# [SOLVED] Port forwarding a TP-Link TD-W8970



## jaeg3r (Jan 20, 2013)

_*Router Model*:_ TP-Link TD-W8970
As the title suggests I'm having some problems with port forwarding my modem/router.

I previously was able to successfully port forward a Valve Source Server and had other people join on the internet so...(It worked)

I recently reformatted and since have had issues.

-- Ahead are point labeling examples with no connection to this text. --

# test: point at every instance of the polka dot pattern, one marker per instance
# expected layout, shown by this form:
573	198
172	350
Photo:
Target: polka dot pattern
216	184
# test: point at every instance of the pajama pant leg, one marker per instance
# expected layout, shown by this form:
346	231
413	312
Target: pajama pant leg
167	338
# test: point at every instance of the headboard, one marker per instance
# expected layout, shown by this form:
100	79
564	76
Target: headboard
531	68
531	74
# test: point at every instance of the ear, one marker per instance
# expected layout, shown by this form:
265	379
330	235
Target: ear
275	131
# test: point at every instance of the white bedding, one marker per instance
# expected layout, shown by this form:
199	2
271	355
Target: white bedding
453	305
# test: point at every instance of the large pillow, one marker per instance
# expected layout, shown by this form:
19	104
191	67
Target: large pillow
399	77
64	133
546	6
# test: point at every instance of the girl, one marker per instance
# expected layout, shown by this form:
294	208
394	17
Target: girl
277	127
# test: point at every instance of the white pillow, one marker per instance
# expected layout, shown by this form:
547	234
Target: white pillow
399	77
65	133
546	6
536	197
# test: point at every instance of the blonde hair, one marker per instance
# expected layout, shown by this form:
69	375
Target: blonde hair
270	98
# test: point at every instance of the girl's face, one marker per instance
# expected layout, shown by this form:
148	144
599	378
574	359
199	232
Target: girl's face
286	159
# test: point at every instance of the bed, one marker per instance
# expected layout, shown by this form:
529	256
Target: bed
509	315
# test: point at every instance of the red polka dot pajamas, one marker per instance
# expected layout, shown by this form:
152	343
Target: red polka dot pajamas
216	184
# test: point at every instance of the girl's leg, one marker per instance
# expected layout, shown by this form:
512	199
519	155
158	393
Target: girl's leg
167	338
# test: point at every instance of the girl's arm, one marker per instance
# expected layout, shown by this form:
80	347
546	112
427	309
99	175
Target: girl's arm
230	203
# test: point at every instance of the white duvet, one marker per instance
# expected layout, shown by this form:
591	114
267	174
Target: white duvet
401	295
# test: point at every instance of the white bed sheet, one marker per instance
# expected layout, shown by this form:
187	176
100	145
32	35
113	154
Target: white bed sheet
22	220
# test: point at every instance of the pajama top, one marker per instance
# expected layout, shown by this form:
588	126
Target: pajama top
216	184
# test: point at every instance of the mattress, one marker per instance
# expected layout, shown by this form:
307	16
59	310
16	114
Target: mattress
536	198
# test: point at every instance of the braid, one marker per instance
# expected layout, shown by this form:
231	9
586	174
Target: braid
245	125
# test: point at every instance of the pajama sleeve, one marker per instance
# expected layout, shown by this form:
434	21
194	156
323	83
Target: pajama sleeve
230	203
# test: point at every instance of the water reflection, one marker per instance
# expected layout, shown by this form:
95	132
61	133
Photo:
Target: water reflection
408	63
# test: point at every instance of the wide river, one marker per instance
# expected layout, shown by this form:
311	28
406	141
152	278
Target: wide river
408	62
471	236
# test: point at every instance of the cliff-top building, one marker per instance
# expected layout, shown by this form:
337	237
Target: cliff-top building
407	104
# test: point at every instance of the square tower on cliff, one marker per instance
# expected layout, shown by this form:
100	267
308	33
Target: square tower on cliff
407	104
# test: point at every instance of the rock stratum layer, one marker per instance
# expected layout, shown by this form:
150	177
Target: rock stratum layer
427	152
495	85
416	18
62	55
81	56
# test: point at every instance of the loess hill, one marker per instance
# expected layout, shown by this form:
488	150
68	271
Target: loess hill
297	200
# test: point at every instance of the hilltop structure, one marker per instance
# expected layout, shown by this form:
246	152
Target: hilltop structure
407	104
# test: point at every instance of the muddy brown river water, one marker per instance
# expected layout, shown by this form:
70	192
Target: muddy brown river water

I'm currently setup with PPPOA and I've added various ports for different programs (a Teamspeak 3 Server[9987] and Minecraft[25565]) either dont work. I used a port checker program and they either say the port is closed or the connection is refused...I've tried using a static IP but I think i configured it wrong becuase i was barely able to get the internet while using it, either way..the ports didn't open.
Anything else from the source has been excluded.